Master‑Slave Replication Optimizations
PegaDB introduces a Replication ID and monotonic Sequence ID for each write. Only replicas with matching Replication ID and a lower Sequence ID can resynchronize, enabling partial resync after failover or restart. A half‑sync replication mode provides stronger consistency, configurable synchronous replica counts, and timeout handling.
Performance Optimizations
Storage engine tuning includes adopting the WiscKey‑style key‑value separation (via TianDB, later migrated to BlobDB), rate‑limited compaction, partitioned indexes, and extensive RocksDB configuration (e.g., global filters, hash indexes, disabled L0/L1 compression). Write path improvements involve pipelined writes, sync‑file‑range, and GC pre‑reading. Cache layer enhancements add a hot‑key cache with fine‑grained granularity, outperforming block and row caches.
JSON Data Model
PegaDB natively supports a RedisJSON‑compatible JSON data model, allowing direct storage and manipulation of JSON documents without serialization overhead, with full JSONPath query and update capabilities and compact encoding.
Command Enhancements
Additional features include aggregated ZSET operations with result filtering and range queries for HASH types.

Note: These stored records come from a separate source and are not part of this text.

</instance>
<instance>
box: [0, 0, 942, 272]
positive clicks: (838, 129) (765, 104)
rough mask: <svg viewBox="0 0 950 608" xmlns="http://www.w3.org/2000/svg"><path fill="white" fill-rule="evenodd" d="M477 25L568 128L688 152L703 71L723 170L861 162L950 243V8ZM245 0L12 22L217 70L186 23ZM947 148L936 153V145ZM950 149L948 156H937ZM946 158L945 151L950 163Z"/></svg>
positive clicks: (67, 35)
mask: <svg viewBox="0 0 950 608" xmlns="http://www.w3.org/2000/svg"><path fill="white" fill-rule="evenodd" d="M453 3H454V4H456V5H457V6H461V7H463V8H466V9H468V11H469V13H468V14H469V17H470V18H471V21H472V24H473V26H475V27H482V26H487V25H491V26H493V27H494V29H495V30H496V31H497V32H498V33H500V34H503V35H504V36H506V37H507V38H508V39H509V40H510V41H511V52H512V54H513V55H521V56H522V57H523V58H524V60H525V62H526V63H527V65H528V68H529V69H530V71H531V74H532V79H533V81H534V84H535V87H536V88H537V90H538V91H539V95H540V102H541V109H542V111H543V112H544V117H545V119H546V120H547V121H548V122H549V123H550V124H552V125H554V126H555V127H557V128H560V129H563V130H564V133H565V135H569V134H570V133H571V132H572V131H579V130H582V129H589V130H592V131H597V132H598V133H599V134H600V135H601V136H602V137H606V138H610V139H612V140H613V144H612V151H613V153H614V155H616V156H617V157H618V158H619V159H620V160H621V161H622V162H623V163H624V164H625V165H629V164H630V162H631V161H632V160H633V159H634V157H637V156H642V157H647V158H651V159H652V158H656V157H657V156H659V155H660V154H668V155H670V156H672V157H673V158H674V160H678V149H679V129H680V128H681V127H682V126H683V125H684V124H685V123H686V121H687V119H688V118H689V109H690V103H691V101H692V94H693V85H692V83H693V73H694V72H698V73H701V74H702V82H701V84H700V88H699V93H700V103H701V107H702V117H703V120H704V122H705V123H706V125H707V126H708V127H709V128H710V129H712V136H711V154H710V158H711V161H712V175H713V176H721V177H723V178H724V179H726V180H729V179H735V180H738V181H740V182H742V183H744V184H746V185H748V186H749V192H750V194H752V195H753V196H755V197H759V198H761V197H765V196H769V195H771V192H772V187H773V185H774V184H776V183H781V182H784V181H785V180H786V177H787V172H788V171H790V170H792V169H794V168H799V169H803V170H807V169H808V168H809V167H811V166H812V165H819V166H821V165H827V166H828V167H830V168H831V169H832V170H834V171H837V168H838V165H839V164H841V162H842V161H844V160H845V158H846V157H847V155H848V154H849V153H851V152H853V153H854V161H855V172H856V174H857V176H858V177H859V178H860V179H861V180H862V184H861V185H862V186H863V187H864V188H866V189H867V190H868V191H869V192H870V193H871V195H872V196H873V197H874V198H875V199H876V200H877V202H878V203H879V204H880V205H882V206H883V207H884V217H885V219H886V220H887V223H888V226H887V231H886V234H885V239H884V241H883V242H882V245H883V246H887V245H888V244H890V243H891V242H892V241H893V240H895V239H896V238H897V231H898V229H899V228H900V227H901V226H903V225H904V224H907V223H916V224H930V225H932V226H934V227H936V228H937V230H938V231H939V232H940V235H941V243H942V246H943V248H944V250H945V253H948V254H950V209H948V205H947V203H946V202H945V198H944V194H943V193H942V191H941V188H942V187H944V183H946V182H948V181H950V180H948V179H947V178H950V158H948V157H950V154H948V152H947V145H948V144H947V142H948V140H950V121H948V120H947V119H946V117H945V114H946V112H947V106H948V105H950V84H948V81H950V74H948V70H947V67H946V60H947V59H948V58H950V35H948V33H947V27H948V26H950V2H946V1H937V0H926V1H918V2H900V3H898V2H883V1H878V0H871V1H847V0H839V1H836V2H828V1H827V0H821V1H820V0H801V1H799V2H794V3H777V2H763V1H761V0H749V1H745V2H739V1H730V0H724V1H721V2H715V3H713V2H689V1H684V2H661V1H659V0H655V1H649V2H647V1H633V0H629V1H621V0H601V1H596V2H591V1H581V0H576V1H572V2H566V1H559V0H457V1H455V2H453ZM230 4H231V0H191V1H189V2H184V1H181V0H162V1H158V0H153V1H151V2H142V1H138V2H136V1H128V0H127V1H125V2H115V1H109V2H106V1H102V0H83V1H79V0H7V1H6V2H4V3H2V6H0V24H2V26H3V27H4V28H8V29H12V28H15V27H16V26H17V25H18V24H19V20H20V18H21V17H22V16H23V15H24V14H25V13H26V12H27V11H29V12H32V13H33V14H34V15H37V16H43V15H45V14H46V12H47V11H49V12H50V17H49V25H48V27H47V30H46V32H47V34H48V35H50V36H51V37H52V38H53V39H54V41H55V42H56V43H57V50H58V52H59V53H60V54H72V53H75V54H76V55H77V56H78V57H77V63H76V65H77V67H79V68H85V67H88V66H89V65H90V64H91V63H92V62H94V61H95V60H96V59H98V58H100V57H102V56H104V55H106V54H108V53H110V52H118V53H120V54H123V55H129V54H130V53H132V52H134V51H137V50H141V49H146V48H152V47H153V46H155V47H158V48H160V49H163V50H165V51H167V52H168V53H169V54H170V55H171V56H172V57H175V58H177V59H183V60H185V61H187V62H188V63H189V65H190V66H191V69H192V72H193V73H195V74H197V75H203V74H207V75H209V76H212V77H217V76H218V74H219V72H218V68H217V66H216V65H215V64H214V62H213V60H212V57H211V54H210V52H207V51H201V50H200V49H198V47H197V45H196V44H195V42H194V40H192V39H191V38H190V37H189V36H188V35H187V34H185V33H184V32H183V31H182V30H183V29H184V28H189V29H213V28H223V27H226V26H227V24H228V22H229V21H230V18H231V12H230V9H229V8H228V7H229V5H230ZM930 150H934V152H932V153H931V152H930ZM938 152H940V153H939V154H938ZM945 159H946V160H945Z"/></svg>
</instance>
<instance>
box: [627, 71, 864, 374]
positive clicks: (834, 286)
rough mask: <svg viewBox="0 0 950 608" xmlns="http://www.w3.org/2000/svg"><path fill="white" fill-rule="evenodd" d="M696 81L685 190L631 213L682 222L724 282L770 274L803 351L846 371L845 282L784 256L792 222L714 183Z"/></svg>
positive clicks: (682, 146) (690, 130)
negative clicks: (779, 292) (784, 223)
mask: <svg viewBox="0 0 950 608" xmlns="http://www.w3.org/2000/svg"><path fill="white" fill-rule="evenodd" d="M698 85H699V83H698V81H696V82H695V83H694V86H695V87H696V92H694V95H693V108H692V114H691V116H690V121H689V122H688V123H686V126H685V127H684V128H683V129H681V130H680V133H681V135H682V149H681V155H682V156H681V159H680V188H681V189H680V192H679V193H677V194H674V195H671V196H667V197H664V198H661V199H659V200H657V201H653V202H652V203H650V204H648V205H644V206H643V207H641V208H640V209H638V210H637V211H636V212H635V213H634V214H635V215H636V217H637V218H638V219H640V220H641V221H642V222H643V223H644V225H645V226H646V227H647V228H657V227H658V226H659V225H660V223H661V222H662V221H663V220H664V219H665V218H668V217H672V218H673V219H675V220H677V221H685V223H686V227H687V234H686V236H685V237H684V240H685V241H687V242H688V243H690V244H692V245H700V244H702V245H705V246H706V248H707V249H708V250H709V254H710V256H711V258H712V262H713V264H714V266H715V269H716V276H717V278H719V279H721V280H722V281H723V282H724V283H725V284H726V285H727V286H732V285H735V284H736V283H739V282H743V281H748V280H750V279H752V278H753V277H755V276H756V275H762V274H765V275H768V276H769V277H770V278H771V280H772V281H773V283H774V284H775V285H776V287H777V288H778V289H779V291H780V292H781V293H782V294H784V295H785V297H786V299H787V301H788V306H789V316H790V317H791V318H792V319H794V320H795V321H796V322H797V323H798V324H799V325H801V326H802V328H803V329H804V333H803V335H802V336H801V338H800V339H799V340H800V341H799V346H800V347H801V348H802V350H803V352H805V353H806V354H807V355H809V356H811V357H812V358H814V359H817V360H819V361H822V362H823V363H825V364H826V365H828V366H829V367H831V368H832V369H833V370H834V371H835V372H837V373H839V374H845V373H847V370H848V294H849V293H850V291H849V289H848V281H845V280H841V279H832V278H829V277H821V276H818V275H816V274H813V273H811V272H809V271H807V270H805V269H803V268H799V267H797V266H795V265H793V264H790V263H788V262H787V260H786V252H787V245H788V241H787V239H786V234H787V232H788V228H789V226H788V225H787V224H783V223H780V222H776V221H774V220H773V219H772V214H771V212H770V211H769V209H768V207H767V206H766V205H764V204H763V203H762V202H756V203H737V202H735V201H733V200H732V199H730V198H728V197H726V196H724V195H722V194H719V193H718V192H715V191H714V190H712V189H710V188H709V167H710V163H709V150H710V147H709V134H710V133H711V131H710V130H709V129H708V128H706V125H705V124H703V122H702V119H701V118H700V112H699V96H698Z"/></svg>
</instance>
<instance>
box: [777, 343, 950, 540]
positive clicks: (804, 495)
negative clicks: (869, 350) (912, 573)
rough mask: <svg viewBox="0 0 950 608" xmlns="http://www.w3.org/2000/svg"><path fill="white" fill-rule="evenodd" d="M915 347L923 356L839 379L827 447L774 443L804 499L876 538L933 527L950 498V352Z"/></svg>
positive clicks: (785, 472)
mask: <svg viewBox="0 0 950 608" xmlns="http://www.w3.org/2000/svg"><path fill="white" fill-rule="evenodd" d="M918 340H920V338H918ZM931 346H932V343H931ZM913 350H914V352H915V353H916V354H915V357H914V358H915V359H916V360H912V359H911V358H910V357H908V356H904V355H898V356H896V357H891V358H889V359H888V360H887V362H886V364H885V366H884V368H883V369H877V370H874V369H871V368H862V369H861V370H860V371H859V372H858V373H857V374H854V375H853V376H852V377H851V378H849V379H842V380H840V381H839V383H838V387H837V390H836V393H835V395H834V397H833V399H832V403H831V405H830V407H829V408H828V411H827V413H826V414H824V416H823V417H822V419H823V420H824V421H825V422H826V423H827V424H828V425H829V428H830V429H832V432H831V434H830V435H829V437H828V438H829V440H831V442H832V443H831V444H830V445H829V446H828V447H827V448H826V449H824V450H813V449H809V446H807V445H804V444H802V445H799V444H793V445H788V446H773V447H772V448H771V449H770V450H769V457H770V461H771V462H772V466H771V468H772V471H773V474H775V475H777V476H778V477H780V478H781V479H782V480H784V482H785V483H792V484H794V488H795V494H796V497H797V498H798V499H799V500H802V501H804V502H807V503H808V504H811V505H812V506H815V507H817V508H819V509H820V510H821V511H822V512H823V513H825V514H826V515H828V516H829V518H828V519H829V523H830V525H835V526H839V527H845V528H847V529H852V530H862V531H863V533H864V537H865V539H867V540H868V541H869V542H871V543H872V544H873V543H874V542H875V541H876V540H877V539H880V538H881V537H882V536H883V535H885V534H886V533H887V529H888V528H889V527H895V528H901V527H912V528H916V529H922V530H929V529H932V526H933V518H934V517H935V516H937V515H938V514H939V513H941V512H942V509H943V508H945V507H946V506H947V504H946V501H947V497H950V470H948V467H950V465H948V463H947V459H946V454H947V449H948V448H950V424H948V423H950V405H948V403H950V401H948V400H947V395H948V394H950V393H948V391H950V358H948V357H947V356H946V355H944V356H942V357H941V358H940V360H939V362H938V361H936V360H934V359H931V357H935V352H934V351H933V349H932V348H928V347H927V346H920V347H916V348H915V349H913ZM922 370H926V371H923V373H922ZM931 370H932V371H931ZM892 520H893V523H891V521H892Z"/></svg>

Open‑Source Community Collaboration
Since its inception, PegaDB has actively contributed to the Kvrocks community, delivering PRs for replication, transaction, storage engine, and clustering improvements, and helping Kvrocks graduate to an Apache incubator project.
Future Roadmap
Planned enhancements: leveraging cloud infrastructure for serverless offerings, expanding Redis‑Module‑style data models, providing connectors for big‑data ecosystems, and further performance gains via io_uring and thread‑model optimizations.
Speaker
Liu Donghui – Senior R&D Engineer at Baidu Intelligent Cloud, technical lead of the Redis kernel team and core member of the Kvrocks project.